In the meanwhile…. my eyesight is getting worse in more noticeable ways that I can’t ignore or deny. It’s getting harder for me to read the labels and instructions on packages while cooking. Last month, I stood with a microwave meal in the middle of my kitchen, so hungry and unable to read how long I was to set the timer.
I cried a bit, but calmed myself enough to squint very hard. It took several minutes, before I could read that I was to set the timer on four minutes, remove the plastic cover, stir, then place the meal in the microwave for two more minutes. I know the instructions by heart now and skip reading the back for that particular meal. This is only a band-aid to a growing issue.
So, my therapist directed me to a program for the blind, to learn how to read braille. This service will come into my home and label everything for me in braille, including the stove handles, so I can know when it’s on/off without having to guess.
Hopefully, I will get training with a seeing cane as well, as the front steps and any curbside are my known enemies. It’s getting too dangerous for me to wander the outside world, without the risk of breaking my ankle or falling down stairs.
I’m not too proud to admit that I need help. Not anymore. I want to continue to be independent and such services for the visually impaired and blind will make sure I can continue to live my life the way I want to.
And, if there is a group for others who are struggling with adjusting with their blindness, I won’t hesitate to join. It does get tiresome when I try to speak with others about my troubles and they snort, “Well you’re not blind-blind. So, there’s nothing to be upset about.”
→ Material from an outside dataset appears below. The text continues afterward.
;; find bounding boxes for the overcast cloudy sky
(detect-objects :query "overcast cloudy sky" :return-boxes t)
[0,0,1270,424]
It’s highly annoying when some people I chat with want to believe that my vision impairment is somehow no different than their own minor vision issues like astigmatism. I miss my years, when my only vision issue was solved with a new pair of new glasses. If I could somehow get rid of my eye disease and go back to that point of my life, I would do so in a heartbeat. Those were easier days, when I had the diagnosis of astigmatism.
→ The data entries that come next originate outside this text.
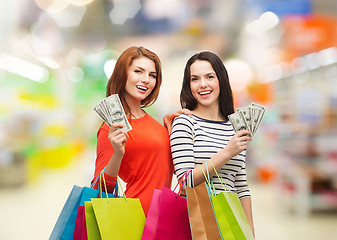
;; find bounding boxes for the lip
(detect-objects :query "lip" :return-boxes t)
[136,85,149,92]
[198,90,213,97]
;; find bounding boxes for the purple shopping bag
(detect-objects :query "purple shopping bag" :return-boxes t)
[155,187,192,240]
[154,170,192,240]
[73,206,88,240]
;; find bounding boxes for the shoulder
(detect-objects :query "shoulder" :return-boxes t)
[97,123,110,136]
[173,113,195,126]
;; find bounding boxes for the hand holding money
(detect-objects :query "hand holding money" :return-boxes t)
[228,103,266,137]
[94,94,132,132]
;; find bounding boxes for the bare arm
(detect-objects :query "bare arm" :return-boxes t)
[240,197,255,238]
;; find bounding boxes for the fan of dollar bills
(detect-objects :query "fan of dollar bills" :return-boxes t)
[94,94,132,132]
[228,103,266,137]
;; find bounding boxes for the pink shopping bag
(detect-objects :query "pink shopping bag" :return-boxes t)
[142,189,161,240]
[155,187,192,240]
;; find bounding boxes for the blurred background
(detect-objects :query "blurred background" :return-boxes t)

I’m not walking into walls for fun, nor am I having other embarrassing vision accidents just for chuckles. I can’t see, people! It can feel a lot depressing, isolating, scary, and heartbreaking at times. I think it would be helpful for me to speak with others with the same frustrations, who can understand what I’m going through or facing.
The truth is, without any surgery whatsoever, I will go “blind-blind” someday. It’s already starting in that direction, month by month, year by year. It’s uncertain if I’ll become blind in three years or next year, as no one can give me a definite answer about that, other than it will happen.
However… I have a bit of hope. I’m keeping my fingers crossed about my Mayo visit. And perhaps I can adjust my life to this new change, to learn how to live with my blindness for now. I will update this subject, sometime later, as I try this new path.